É algo semelhante ao que acontece com o personagem de Jorge Luis Borges, em O milagre secreto, segundo lembra Manuel da Costa Pinto, que escreveu a orelha do livro. “Tiago Novaes recria em chave policialesca – e borgeana – essa eternidade em que a narrativa é ‘a única coisa que restou.’”
Esse jogo labiríntico, em que o autor (Novaes) brinca com a linguagem, é interessante. O leitor tem diante de seus olhos um vaivém entre a narração do fato policial e as ruminações vegetativas do homem preso a um leito de hospital, completamente imóvel, existindo apenas pelo fio da consciência trabalhando.
Neste caso, Novaes, que é psicanalista, se vale muito de seu saber de investigador da alma humana para construir os atributos intelectuais e a agudeza de espírito criativo – e as neuroses que nascem do estado vegetativo – de seu personagem principal.

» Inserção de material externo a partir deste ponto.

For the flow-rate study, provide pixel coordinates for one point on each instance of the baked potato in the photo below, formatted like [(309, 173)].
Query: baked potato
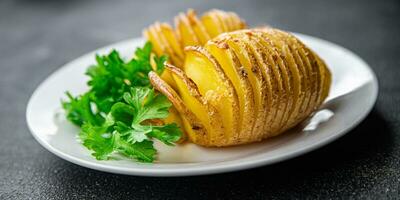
[(190, 30), (245, 86)]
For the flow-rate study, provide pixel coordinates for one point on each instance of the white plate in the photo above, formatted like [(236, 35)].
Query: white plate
[(353, 94)]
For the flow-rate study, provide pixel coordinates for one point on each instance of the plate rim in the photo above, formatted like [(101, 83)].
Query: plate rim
[(198, 170)]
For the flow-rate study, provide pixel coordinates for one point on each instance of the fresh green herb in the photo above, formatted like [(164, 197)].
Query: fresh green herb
[(115, 114)]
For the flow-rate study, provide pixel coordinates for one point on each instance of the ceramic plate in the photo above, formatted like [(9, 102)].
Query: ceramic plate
[(353, 94)]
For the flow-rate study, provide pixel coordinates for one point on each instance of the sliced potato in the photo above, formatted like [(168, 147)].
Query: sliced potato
[(297, 77), (273, 92), (198, 27), (211, 23), (206, 72), (186, 32), (279, 69), (173, 40), (256, 80), (193, 126), (232, 68), (247, 85)]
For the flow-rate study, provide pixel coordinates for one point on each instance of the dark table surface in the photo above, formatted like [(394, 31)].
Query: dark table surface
[(37, 37)]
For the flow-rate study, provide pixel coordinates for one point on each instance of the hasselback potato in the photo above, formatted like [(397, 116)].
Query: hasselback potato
[(232, 86), (190, 30)]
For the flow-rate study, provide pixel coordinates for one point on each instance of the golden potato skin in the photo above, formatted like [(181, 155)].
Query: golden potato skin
[(190, 30), (285, 81)]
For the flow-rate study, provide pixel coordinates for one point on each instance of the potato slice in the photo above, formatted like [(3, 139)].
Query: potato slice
[(238, 23), (311, 72), (245, 54), (167, 47), (213, 84), (272, 72), (173, 40), (158, 47), (281, 68), (293, 76), (220, 16), (211, 23), (238, 76), (272, 91), (174, 117), (202, 107), (186, 32), (298, 72), (319, 74), (193, 126), (198, 27), (166, 75)]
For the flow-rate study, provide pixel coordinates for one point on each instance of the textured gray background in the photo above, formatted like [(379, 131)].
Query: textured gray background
[(37, 37)]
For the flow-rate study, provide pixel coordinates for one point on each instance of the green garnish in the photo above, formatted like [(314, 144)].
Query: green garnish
[(116, 114)]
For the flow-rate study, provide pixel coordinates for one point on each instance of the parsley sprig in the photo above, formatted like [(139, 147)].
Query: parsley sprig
[(116, 114)]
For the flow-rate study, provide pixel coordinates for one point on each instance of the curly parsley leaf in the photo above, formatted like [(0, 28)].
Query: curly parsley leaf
[(114, 114)]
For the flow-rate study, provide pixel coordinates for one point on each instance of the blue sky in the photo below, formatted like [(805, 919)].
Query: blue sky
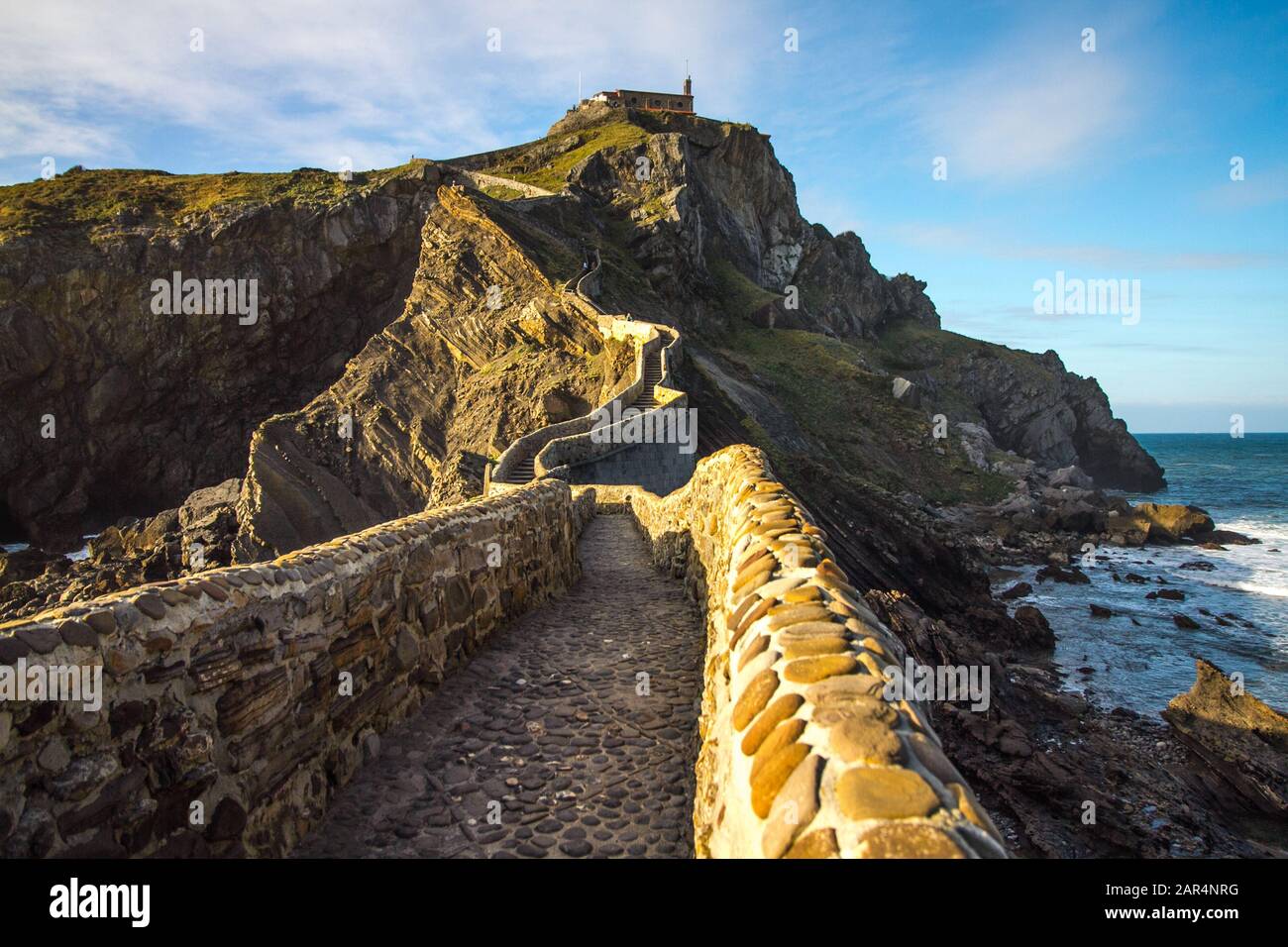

Se por um lado, o leitor pode seguir as pegadas do romance policial, se deixando levar pelas pistas falsas para recuperar o sentido da trama logo adiante, seguindo os fatos concretos da narrativa, os diálogos, os nomes de ruas e lugares, por outro, o leitor pode se enveredar pela filosofia da linguagem.
A casa do ser
Guedes é um detetive que investiga não só os homens, mas também a alma, a sua própria. É um detetive que cita Heidegger, e é nesta proposta, que mistura especulação filosófica e literatura ensaística, em que se insere o fulcro da narrativa. Segundo o filósofo alemão, a linguagem é a casa do ser, mas quem mora nela é o homem, e os guardiões dessa casa são filósofos e poetas.

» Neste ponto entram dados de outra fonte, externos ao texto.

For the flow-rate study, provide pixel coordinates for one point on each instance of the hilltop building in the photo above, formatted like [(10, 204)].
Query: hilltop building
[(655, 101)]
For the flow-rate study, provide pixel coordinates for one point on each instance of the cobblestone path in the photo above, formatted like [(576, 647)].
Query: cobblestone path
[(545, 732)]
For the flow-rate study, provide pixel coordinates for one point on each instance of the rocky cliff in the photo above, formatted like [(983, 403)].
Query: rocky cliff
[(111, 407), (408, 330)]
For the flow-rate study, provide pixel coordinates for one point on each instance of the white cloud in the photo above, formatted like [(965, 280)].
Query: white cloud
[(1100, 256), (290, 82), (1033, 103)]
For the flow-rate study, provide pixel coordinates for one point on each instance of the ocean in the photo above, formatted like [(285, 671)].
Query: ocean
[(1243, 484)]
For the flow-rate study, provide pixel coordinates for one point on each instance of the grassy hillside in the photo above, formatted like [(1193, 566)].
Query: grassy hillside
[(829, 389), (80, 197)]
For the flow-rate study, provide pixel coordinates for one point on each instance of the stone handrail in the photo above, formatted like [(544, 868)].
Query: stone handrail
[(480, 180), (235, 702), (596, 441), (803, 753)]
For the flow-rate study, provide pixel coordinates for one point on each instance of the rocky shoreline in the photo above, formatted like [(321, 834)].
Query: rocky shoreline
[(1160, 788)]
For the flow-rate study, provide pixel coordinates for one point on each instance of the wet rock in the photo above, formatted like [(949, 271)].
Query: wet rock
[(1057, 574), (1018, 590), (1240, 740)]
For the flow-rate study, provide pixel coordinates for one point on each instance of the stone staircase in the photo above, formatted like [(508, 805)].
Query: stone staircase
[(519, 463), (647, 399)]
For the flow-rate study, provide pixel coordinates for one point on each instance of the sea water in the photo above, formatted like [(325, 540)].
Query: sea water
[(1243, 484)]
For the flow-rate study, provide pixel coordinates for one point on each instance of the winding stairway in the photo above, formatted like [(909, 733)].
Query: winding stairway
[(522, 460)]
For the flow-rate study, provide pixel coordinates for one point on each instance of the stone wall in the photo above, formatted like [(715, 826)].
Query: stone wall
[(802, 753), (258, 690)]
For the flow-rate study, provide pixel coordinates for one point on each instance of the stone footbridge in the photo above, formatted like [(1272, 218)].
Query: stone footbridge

Ser e homem são duas coisas distintas. De acordo com este conceito heideggeriano, o ser não está na linguagem, está atrás dela, num plano metafísico, como um deus. O homem é que está na linguagem.
Mas, no caso de Guedes, em coma, o homem praticamente não existe. É como se o ser voltasse à casa após despejar seu inquilino. E aí, tudo é possível. Tudo que ele diz é fruto de sua imaginação, sai de um exercício de linguagem. É nesse exercício que o leitor tem de estar atento para não se perder, pois o romance é um amálgama de coisas mostradas à meia luz.

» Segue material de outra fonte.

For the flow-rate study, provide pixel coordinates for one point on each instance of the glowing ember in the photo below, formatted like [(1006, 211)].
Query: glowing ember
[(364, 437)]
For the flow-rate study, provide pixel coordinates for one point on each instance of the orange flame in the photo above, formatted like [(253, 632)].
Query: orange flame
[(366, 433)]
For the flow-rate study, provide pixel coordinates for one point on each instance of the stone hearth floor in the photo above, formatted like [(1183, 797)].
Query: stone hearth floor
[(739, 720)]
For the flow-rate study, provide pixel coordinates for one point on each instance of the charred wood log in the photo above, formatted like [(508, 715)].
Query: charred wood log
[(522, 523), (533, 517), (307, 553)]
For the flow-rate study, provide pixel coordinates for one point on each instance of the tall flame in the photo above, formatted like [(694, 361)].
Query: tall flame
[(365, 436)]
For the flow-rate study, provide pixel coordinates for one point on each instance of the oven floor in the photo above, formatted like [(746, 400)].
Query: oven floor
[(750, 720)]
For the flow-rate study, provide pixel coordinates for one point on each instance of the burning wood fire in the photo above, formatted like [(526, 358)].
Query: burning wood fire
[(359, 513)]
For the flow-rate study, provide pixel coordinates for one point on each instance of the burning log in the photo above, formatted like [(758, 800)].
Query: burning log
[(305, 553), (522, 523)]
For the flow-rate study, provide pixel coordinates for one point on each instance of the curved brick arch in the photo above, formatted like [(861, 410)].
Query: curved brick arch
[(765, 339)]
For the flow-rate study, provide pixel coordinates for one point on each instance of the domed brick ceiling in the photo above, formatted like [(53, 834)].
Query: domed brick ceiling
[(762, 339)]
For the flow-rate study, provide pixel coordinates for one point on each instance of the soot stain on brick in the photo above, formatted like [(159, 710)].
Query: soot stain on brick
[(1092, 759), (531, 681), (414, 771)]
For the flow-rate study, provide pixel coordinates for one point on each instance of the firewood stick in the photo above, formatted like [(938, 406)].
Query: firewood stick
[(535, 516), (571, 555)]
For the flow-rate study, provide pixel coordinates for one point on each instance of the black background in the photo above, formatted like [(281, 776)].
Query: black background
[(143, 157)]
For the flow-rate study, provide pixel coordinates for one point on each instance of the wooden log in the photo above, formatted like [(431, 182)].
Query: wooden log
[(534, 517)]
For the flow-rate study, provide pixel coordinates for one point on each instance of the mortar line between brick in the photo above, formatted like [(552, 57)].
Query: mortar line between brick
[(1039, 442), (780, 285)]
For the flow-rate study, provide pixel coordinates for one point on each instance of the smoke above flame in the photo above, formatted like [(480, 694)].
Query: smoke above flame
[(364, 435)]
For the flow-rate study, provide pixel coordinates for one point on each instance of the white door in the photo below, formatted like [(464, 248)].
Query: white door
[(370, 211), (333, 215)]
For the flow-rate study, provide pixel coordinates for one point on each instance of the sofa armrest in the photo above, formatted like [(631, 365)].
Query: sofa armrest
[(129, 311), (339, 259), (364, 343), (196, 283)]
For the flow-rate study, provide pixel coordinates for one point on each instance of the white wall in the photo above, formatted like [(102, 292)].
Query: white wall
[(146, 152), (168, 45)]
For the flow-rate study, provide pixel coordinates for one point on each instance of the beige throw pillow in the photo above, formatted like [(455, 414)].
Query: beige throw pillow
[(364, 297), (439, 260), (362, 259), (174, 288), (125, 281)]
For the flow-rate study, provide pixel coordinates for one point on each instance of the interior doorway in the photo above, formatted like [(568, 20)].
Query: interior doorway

Investigação e a leitura de São Paulo
Como sempre o leitor, desconfiado, segue as palavras do narrador. Auxiliado por Gregório, um misterioso garoto de 19 anos, que lê à exaustão a literatura policial, Guedes a princípio trabalha com investigação de casos conjugais até aparecer uma mulher chamada Veronica Drake que o contrata para solucionar a morte de um colega, e logo depois o detetive se vê às voltas de um assassinato em série.
Estado vegetativo é um romance cheio de humor e ironia, nem sempre explícito, muitas vezes saem tacitamente pelos poros das frases. Na primeira parte, Guedes é mais engraçado e está sempre em situações cômicas. “Talvez a única coisa que ainda leve a sério neste mundo seja um bom prato.” Gordo, pesa 180 quilos e chega a 200, quando em coma. Ainda não é sombrio como se tornará nas duas partes seguintes.
No entrecorte de diálogos introspectivos, entre outras intersecções, há uma visível homenagem à velha São Paulo. Guedes mora no Brás. Mas seu escritório fica próximo à Praça da Sé, talvez na Paranapiacaba, rua imortalizada na literatura por um conto de João Antônio.
Nessa narrativa, há um traçado geográfico que abarca os monumentos arquitetônicos e paisagísticos do centro expandido da capital paulista, por onde Guedes flana, avenida Paulista, vale do Anhangabaú, viaduto do Chá, calçadão da Ipiranga, Copan (o enorme prédio em forma de S), Nove de Julho, rua Paim.
Entre os nomes fictícios de estabelecimentos, aparece a real Livraria da Vila, onde os escritores assassinados se encontravam para fazer lançamentos. A verdade é que, no romance, o nome da Livraria da Vila aparece mais do que o do Itaú em novela das oito.
Mas tirando esse indício de marketing na trama e o diálogo sobre literatura policial, que às vezes soa didático e juvenil, Estado vegetativo agrada, principalmente porque o leitor entra em contanto com a escrita de um autor de fina inteligência.